So, Democratic Socialist (ie. has politics a 70s liberal would have agreed with, but is less racist) Zohran Mamdani has won the nomination for Democratic candidate for New York city Mayor.

The best analysis I’ve read of this is definitely from Matt Stoller. He defines this win as a “system defining election”, that is an attempt to not just to change who runs a system, but how that system is run. Read the article.

I’ll point out here that there have been a few such attempts. Matt talks about Lamont’s challenge to Lieberman, where Lamont won the primary, then Lieberman won the election. That is what will be tried here: the oligarchical part of the party will align behind another candidate, possibly even the Republican one. Those who don’t will try to co-opt Mamdani and turn him into a centrist-left winger.

Mamdani is more radical than Sanders, he isn’t a Zionist, for example. But he’s basically suggesting policies than no Democrat in the 50s and 60s and even into the 70s would have found extraordinary.

What Matt calls system defining elections, I call sub-ideological revolutions. FDR changed the form of capitalism practiced in the US, so did Reagan and Carter. Mamdani, for all the screams from rich operatives like Larry Summers and various oligarchs isn’t a radical, any more than FDR was. He doesn’t want to switch to economic Communism (ownership of the means of production by the workers, or Soviet style central control), say, or a single party state. He wants real changes to how capitalism is practiced and some changes to who has power in Democracy.

Sanders in 2016 and 2020 was an attempt at a sub-ideological revolution or system defining election. This is why Obama intervened and lined up everyone behind Biden, a nearly unprecedented step.

So was Corbyn, except he got further, winning the Labour leadership. It’s not an accident that (and we have receipts, so don’t argue) Labour operatives actually sabotaged him in two elections to ensure the Conservatives won. They wanted the old ideology/system to keep running more than they wanted their party to win. And once he was removed, his successor, Starmer, purged the party of the democratic socialist left, and once in power doubled down on austerity and politics no different in substance, but actually more punitive, than those followed by the Conservative party.

Now the Reform party in the UK is coming on hard.

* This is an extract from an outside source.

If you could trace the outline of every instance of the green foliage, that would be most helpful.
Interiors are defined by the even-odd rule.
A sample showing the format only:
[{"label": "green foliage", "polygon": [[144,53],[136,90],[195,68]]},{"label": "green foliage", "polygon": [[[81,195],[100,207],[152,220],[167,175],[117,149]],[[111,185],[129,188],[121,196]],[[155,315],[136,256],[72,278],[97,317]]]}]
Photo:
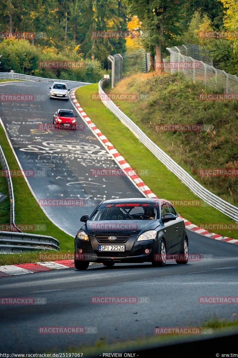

Be clear that sub-ideological transitions/system changes can be bad. Neoliberalism was a bad change. If Reform in the UK sets the new system/ideological norm, it will be awful.

This is one reason why I said that Corbyn was the UK’s last chance: if the left failed, the right would then get its shot, and what the right wants to do is beyond awful.

It’s why Germany is beyond hosed: doubling down on military Kenesianism (which won’t work in a corrupt neoliberal system) while cutting social welfare will just lead the new-right getting into power and their policies will make most people worse off, not better.

As for Mamdani, he’s a good sign. The fact that men went for him and so did the youngs is also excellent, because it shows that men and youngsters aren’t really “right wing” in any way that matters. Yet. What they want is change. If they are offered good change, they’ll take it, but they’re so desperate that if all that is on the menu is shitty change or the status quo, they’ll take shitty change.

This was obviously going to happen. I wrote years ago that we wouldn’t see real change till the mid 2020s at the earliest, because it required generational change as well.

Mamdani tells us that what sort of change will finally win in the US is not yet decided. It doesn’t have to be MAGA stupidity and meanness.

So if you want something better in the US, if you want a chance at a new New Deal, get behind Mamdani and people like him hard.

There still remains the question of if Mamdani can deliver even if elected. Will be be co-opted? Will he run into opposition from powerful enemies he can’t either overcome or use as a rallying call? Is he competent to create and run a new system like the one he’s suggesting?

But this is a chance because if Mamdani wins then improves New Yorker’s lives, he’ll be copied. And if you’re in a position to do something to improve the chance of it happening and then working, I suggest you do so.